Der Fall “LOVOO” zeigt beispielhaft, wie wichtig die Berichterstattung der Presse für die Aufdeckung von Betrügereien und anderen Missständen ist und welche wichtige Rolle Hilfspersonen wie IT-Experten oder Juristen dabei spielen. Wäre der Fall nach dem Inkrafttreten des Datenhehlerei-Paragraphen passiert, hätten die Beteiligten fürchten müssen, sich strafbar zu machen.Zudem hätte der Whistleblower damit rechnen müssen, dass die c’t-Redaktion durchsucht wird und dabei Hinweise auf seine Identität gefunden werden. Diese Umstände machen investigative Pressearbeit wie im Fall “LOVOO” zum Spiel mit dem Feuer. All dies hat die Große Koalition nicht bedacht, als sie im Hauruck-Verfahren die “Datenhehlerei” im Paket mit der Vorratsdatenspeicherung 2.0 durch den Bundestag schmuggelte.

Zusammenarbeit der GFF mit der Humboldt Law Clinic

Für die Datenhehlerei-Beschwerde arbeitete die GFF erstmals mit einer Law Clinic zusammen, der Humboldt Law Clinic Internet Law (HLCI). Law Clinics sind Ausbildungsformen, in denen Studierende am praktischen Fall lernen – ähnlich wie im klinischen Medizinstudium, daher der Name “Clinic”. Die Humboldt Law Clinic wurde 2010 von GFF-Vorstandsmitglied Nora Markard mit gegründet, zunächst im Bereich Grund- und Menschenrechte; 2012/13 kam die Clinic für Internet-Recht hinzu.

Die Studierenden der HLCI erarbeiteten für die Klage unter anderem sogenannte Beschwerdeführer-Profile, d.h. sie überlegten, bei welcher Art Personen die grundrechtlichen Probleme der beiden angegriffenen Vorschriften besonders deutlich werden. Die GFF und Reporter ohne Grenzen sprachen dann auf dieser Basis gezielt mögliche Beschwerdeführer und Beschwerdeführerinnen an. Zudem unterstützten die Studierenden die Beschwerde durch Literaturrecherchen.

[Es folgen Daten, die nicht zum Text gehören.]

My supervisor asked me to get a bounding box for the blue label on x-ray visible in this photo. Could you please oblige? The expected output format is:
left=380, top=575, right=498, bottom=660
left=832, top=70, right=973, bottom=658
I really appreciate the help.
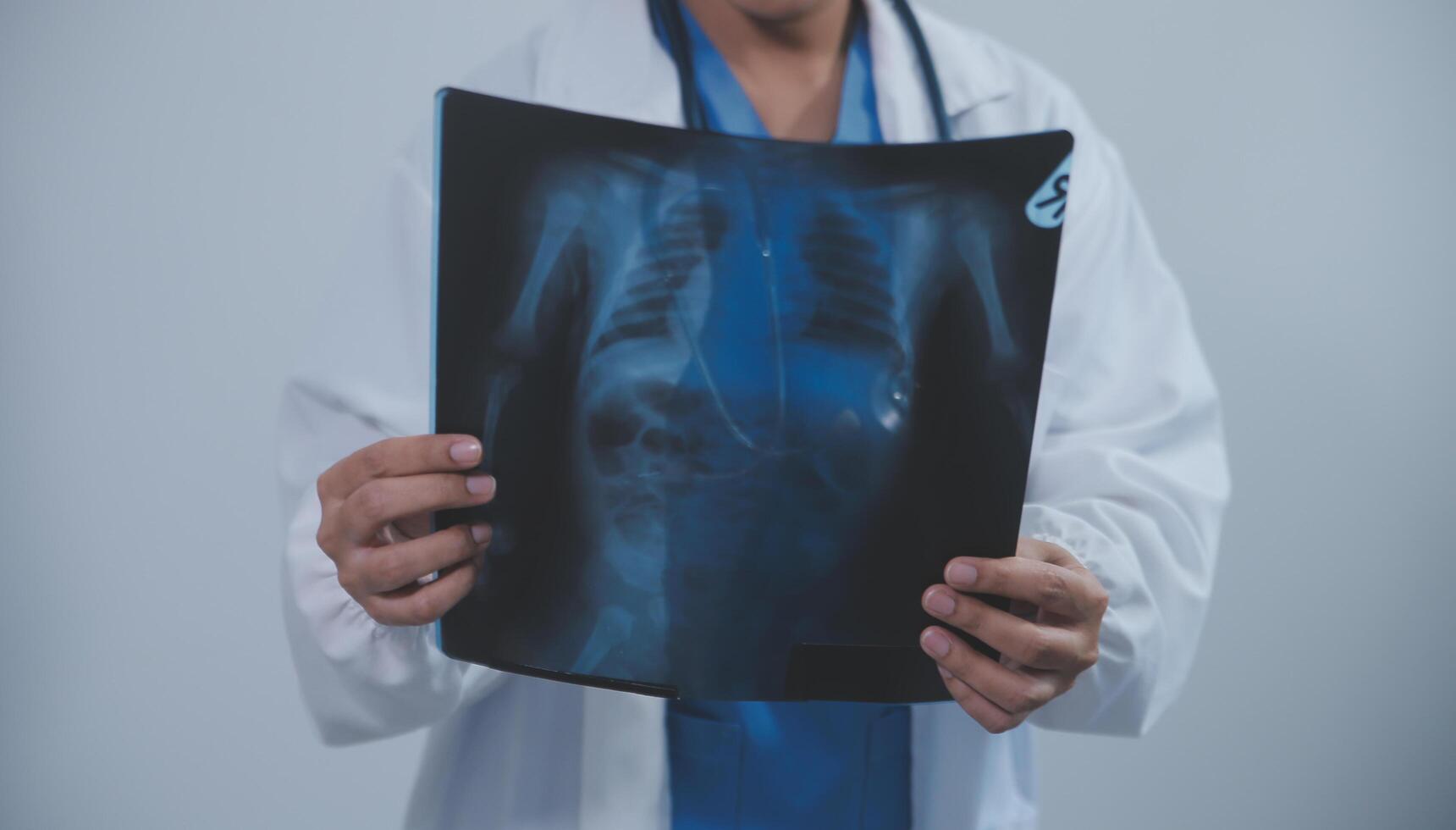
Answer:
left=1027, top=153, right=1072, bottom=227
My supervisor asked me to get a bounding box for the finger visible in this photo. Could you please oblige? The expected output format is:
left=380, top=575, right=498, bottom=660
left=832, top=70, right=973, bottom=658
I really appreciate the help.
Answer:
left=394, top=512, right=429, bottom=540
left=920, top=626, right=1060, bottom=713
left=336, top=473, right=495, bottom=545
left=945, top=556, right=1105, bottom=619
left=361, top=557, right=481, bottom=625
left=319, top=435, right=481, bottom=500
left=339, top=524, right=491, bottom=597
left=920, top=585, right=1096, bottom=672
left=936, top=655, right=1027, bottom=735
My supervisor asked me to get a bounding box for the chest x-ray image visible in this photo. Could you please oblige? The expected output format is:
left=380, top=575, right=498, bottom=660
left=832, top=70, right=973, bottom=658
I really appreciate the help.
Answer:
left=434, top=91, right=1072, bottom=702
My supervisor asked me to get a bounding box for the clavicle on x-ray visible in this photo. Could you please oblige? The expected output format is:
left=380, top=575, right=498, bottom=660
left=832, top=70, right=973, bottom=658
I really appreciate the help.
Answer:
left=435, top=91, right=1070, bottom=700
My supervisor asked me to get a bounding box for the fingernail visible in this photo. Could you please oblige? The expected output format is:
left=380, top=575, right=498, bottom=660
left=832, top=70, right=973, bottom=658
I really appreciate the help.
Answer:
left=449, top=441, right=481, bottom=464
left=920, top=628, right=951, bottom=656
left=924, top=591, right=955, bottom=617
left=945, top=562, right=975, bottom=585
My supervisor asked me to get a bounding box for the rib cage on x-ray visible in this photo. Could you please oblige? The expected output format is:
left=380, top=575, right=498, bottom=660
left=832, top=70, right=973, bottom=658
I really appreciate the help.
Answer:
left=482, top=146, right=1031, bottom=696
left=433, top=91, right=1072, bottom=702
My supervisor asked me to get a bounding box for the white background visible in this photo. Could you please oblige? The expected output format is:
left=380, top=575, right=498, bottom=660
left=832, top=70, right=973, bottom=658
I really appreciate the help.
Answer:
left=0, top=0, right=1456, bottom=828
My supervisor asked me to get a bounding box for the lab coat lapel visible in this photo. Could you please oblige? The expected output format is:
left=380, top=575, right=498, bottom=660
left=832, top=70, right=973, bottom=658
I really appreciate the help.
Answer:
left=536, top=0, right=683, bottom=127
left=863, top=0, right=1012, bottom=144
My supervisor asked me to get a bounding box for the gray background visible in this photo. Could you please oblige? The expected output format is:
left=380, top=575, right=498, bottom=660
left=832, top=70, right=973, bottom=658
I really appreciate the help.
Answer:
left=0, top=0, right=1456, bottom=828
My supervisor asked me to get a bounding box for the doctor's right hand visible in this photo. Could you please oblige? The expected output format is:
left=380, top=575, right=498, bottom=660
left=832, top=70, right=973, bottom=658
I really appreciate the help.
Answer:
left=317, top=435, right=495, bottom=626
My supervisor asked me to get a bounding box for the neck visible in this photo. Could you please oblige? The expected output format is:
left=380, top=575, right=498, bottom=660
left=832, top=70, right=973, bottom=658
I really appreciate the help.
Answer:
left=680, top=0, right=856, bottom=141
left=681, top=0, right=853, bottom=64
left=681, top=0, right=853, bottom=63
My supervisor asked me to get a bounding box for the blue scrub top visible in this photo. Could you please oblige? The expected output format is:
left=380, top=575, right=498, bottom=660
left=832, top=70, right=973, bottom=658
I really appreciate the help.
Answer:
left=658, top=3, right=910, bottom=830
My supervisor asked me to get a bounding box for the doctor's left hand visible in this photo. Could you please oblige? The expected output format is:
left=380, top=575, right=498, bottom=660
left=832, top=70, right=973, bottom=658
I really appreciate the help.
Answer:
left=920, top=537, right=1106, bottom=733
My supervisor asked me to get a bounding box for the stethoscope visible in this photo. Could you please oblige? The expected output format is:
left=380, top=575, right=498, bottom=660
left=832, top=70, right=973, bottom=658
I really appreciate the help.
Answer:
left=648, top=0, right=951, bottom=141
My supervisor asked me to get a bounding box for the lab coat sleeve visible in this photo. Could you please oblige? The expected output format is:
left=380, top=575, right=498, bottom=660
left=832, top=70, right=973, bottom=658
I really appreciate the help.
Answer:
left=279, top=33, right=547, bottom=744
left=1022, top=84, right=1229, bottom=735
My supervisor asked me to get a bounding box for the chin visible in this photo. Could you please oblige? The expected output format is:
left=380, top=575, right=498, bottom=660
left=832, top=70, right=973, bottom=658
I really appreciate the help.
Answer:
left=726, top=0, right=833, bottom=22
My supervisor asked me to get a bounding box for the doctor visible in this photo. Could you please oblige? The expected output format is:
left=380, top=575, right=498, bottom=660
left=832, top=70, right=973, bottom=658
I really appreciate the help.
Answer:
left=279, top=0, right=1229, bottom=828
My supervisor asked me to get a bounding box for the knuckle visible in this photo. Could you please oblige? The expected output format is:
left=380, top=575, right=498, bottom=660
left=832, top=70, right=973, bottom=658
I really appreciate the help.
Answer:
left=1038, top=569, right=1067, bottom=606
left=449, top=524, right=475, bottom=553
left=405, top=591, right=439, bottom=625
left=1018, top=628, right=1053, bottom=666
left=360, top=439, right=389, bottom=479
left=370, top=549, right=411, bottom=589
left=354, top=484, right=389, bottom=523
left=360, top=599, right=399, bottom=625
left=1007, top=689, right=1041, bottom=712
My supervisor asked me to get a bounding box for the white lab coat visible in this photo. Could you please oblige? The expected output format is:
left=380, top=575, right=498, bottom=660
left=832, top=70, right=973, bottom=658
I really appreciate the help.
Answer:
left=279, top=0, right=1229, bottom=830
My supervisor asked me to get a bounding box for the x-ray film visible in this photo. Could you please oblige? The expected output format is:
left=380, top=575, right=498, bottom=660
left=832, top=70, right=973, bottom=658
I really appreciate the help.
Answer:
left=434, top=91, right=1072, bottom=702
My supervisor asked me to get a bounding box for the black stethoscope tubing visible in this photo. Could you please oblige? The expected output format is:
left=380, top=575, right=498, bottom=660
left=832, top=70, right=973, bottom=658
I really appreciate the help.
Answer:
left=648, top=0, right=951, bottom=141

Durch Projekte wie dieses macht die GFF Studierende mit Fragen der verfassungsrechtlichen Prozessführung ebenso wie mit der Bedeutung der Presse- und Rundfunkfreiheit vertraut. Die Verteidigung der Grund- und Menschenrechte erfordert gut ausgebildete Juristinnen und Juristen, denen diese Rechte am Herzen liegen. Auch die Partner der GFF in den Vereinigten Staaten, nämlich die American Civil Liberties Union (ACLU) und die Electronic Frontier Foundation (EFF), arbeiten daher mit Studierenden aus Clinics zusammen.